The most common type of stroke is an ischemic stroke, which takes place thanks to a blood clot in a vessel supplying blood to the brain. If you manage to survive the stroke's devastating paralyzing effects, recovery is guaranteed to be a tough road.
But the good news is, 80 per cent of all strokes are preventable according to researchers from American universities. All it takes is a few simple lifestyle changes in the form of diet, exercise, BMI, blood pressure, blood sugar level, and cutting out smoking. In addition, your lack of vitamin D, stress levels, grounding, statin drug use, and hormone replacement therapy all play a role.
Luckily, there's "Life's Simple Seven Scale," which was developed by The American Heart Association to help manage some of the lifestyle issues that create the risk factors for stroke. They are the following:
- Get active
- Control your cholesterol
- Eat better
- Manage your blood pressure
- Lose weight
- Reduce your blood sugar
- Stop smoking
Even doing all of these things just a little bit can greatly reduce your risk according to reporting from NPR:
[The] scientists dug into a large study that tracked 30,239 people to see how much improvement it takes to prevent stroke... The good news is it doesn't take much to make a difference.
Each risk factor for stroke was scored from 0 to 2, with 0 being crummy, 1 kind of OK, and 2 terrific. Even a one-point improvement in the total score across all seven factors significantly reduced stroke risk.
Each improvement of a point on the 14-point scale meant an 8 percent reduction in stroke. ‘The neat thing of this finding is that anything makes a difference... If you make a small change, you make an improvement,' Lackland says. 'If you make a bigger change, you make a bigger improvement.’
In addition to getting healthier and reducing your risk, you will also reduce the cost of your life insurance premiums. This is because the healthier you are, the less likely you are to receive a rating on your premiums, which can be between 30 and 50 per cent more with a rating added.

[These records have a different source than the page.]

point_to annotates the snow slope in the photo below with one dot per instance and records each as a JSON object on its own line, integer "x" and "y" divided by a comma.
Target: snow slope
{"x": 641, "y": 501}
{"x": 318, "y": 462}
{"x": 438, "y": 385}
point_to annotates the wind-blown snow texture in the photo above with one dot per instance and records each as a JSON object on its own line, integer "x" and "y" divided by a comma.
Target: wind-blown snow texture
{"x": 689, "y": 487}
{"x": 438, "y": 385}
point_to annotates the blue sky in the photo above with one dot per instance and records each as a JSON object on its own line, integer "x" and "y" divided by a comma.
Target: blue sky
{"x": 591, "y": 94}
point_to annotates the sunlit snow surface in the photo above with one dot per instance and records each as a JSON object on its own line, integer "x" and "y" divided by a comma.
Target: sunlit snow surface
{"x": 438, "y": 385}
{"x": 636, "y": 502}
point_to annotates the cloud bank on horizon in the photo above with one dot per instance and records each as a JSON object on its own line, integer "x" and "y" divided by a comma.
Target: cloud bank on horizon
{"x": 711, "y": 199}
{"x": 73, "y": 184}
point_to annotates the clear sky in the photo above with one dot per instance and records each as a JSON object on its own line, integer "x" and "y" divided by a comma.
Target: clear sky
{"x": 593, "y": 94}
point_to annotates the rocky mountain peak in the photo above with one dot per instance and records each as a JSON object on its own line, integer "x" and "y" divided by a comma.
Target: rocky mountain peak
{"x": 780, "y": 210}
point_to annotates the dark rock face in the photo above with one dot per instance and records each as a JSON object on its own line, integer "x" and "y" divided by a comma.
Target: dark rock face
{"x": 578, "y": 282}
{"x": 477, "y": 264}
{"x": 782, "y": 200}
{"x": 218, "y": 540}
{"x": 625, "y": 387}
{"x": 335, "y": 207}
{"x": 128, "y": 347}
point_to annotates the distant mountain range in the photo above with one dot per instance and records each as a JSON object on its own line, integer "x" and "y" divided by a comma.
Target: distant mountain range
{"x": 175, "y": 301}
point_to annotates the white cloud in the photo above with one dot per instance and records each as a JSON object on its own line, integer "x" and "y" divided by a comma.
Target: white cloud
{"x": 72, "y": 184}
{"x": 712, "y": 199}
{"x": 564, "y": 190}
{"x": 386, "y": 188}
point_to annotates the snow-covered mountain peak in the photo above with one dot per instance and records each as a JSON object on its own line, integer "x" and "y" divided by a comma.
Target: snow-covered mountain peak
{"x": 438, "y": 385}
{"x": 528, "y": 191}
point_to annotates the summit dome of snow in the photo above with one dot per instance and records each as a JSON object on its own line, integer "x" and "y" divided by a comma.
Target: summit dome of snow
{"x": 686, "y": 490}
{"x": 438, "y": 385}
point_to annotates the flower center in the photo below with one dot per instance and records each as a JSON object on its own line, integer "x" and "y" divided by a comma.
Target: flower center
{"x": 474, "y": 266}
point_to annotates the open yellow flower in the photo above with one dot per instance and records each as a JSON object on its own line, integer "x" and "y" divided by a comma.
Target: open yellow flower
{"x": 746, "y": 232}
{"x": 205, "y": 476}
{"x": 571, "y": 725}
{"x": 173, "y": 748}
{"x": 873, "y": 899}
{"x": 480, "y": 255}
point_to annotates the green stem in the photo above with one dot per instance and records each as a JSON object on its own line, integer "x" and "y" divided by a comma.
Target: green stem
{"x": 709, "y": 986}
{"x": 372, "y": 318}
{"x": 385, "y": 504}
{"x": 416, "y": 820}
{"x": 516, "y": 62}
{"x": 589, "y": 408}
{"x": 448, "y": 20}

The underwriters will base their ruling on the following criteria:
- Current age
- Date of diagnosis and age of onset
- Current symptoms or extent of neurological deficit
- Cause of stroke
- Number of strokes
- Smoking history
- Whether or not you lead an active lifestyle
- Blood pressure and cholesterol readings
The more you can get these lifestyle factors under control, the more likely you are to qualify without a decline or a rating. However, in the event you do have a stroke, remember that you won't be able to apply for traditional life insurance until 12 months after your last stroke. Multiple strokes usually mean a decline, and the average price rating is between 150 and 200 per cent if you;re approved. Keep in mind that the more recent the stroke and the younger the applicant, the higher the rating.